Thursday, 26 February 2026

Cuts, Constraints, and the Limits of Physics: 2 Visualising Relational Cuts: Metaphors and Intuition

In our last post, we saw why physics sometimes “blows up”: singularities, infinities, and other mathematical divergences appear when our models try to distinguish what nature cannot. But that’s still abstract. How can we actually see what’s happening?

Enter metaphors. Sometimes, a mental image is worth more than a page of equations. Metaphors help us visualise the idea of a relational cut — the line our models draw between potential and actual, between what we measure and what remains unmeasured.


Cuts in Action: Playful Metaphors

Here are some ways to imagine what happens when a model exceeds reality’s relational capacity:

  • Ripple in a pond: Zoom in endlessly on a smooth water ripple and eventually molecules appear.
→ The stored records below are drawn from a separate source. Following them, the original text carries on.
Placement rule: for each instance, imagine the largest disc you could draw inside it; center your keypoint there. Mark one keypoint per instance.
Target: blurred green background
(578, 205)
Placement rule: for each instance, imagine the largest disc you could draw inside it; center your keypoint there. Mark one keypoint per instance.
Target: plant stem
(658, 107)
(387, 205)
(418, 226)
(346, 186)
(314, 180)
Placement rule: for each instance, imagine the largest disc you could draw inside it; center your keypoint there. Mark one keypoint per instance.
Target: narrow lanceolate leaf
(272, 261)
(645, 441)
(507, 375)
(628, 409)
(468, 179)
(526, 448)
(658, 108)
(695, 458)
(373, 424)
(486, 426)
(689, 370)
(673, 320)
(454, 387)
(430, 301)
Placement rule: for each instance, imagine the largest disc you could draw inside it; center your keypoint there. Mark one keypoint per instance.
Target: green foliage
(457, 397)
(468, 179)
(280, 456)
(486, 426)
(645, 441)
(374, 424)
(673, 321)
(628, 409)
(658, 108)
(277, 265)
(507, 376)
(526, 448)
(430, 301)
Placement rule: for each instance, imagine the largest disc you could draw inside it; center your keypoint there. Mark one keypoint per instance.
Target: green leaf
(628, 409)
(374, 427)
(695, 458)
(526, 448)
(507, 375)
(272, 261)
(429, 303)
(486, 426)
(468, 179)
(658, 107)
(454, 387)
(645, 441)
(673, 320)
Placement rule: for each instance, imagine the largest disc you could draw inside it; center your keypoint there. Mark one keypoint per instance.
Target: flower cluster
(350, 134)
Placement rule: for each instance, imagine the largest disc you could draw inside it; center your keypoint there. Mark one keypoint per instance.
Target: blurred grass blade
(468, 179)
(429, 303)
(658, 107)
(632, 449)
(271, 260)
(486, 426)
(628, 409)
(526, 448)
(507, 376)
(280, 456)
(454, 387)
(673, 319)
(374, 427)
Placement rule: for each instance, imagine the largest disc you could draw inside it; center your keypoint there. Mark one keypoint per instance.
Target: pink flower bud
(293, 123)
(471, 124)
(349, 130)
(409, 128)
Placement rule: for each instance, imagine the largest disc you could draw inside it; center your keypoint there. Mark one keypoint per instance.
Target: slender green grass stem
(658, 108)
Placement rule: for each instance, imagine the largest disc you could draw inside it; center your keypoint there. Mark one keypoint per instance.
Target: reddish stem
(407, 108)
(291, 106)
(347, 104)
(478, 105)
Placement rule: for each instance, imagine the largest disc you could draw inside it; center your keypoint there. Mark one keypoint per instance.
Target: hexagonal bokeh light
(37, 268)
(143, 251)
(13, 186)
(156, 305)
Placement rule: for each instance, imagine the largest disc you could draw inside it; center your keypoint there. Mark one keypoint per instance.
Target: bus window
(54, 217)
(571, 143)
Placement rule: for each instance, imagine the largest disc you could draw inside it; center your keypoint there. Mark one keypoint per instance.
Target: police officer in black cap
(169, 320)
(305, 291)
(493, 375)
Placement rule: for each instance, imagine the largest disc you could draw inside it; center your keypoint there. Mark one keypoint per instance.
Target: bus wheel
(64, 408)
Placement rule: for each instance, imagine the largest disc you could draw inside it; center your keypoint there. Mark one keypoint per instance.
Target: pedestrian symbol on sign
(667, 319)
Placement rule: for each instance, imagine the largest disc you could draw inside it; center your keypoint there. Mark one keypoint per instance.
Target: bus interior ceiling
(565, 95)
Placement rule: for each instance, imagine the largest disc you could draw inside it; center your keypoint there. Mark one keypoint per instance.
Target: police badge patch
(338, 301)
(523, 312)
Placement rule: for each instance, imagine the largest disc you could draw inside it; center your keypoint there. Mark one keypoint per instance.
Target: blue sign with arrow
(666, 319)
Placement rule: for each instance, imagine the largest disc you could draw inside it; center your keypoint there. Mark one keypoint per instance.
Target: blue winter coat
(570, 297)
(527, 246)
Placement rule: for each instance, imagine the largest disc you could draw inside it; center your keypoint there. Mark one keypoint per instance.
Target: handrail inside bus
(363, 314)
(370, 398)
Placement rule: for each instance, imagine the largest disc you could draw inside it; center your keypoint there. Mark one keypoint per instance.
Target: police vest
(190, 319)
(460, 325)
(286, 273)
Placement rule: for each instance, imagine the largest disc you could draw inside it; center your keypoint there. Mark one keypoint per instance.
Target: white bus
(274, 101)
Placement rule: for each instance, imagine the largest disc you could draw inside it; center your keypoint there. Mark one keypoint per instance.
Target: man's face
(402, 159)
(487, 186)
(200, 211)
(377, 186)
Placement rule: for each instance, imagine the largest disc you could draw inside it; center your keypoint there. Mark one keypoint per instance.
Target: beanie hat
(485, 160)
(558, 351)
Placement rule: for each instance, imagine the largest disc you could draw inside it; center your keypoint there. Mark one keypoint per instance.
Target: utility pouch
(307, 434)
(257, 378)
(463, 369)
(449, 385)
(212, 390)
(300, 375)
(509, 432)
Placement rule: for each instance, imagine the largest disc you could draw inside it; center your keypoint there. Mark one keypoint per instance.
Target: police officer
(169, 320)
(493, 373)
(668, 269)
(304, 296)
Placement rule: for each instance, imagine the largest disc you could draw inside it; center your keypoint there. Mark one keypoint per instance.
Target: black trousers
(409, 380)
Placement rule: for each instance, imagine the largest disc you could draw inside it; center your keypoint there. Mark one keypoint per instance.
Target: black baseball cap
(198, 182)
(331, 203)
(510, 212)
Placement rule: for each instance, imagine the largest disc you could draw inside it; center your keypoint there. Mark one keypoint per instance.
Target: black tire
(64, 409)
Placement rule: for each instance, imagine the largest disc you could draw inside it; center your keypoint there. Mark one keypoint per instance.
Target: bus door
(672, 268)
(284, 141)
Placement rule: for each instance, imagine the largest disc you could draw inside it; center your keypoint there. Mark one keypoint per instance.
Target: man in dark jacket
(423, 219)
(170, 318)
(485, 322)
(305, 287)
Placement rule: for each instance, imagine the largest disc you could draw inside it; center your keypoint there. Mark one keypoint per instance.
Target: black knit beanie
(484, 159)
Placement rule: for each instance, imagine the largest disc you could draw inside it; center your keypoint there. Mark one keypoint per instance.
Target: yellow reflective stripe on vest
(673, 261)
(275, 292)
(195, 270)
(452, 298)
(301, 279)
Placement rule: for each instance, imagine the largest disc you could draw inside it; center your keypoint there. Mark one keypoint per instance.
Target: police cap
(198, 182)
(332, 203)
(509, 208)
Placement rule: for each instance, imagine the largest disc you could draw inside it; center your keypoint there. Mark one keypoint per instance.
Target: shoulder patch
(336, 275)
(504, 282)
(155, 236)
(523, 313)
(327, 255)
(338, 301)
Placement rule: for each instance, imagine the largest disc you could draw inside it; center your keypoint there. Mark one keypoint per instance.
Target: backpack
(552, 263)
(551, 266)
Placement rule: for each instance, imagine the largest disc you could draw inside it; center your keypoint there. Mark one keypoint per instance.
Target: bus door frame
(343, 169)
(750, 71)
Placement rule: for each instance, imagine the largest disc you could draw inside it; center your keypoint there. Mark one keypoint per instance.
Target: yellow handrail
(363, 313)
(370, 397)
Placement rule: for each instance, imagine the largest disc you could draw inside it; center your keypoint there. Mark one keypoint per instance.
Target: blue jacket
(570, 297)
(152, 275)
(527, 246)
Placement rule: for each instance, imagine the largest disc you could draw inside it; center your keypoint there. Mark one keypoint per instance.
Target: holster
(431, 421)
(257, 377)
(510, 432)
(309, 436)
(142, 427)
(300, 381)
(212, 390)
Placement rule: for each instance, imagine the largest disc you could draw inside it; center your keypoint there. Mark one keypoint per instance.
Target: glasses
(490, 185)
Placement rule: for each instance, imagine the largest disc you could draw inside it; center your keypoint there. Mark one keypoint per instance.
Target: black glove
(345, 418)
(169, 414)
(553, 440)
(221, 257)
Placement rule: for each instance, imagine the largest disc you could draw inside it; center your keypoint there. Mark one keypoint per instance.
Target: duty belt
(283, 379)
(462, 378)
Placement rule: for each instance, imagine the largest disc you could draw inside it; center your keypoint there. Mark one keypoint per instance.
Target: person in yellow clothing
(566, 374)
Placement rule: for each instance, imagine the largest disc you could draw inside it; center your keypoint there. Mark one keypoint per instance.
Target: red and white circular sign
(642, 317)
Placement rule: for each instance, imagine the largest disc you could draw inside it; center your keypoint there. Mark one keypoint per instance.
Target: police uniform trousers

The “smooth wave” idealisation fails at small scales.

  • Compressed balloon: Squeeze too tightly, and it tears. Similarly, over-idealised physical models fail under extreme conditions.

  • Lightning on a needle: A point interaction over-localises energy, producing mathematical infinities — just like point particles in quantum fields.

  • Sandpile at the edge: Add grains past a critical slope, and the pile collapses. This illustrates Planck-scale limitations and the breakdown of continuous spacetime.

  • Puzzle pieces too small: If we try to cut pieces smaller than the system can actually sustain, gaps appear. Singularities are just this kind of unresolvable gap.

These metaphors show the same principle: infinities and singularities are warnings, not physical entities. They tell us our cut — the way we impose distinctions — is too fine.


Mapping Structural Causes to Metaphors

To make this even clearer, we can connect the metaphors to the structural factors in our models:

Structural FactorExample Metaphors
Idealisations (smooth fields, homogeneous systems)Ripple in a pond, Compressed balloon, Puzzle pieces too small, Stretching rubber bands
Point / Dimensionless ParticlesLightning on a needle, Zooming into a photo
Ignoring Minimal Scales (Planck length/time)Sandpile at the edge, Zooming into a photo, Compressed balloon

Each metaphor illustrates how imposing distinctions beyond what relational potential can sustain leads to breakdowns.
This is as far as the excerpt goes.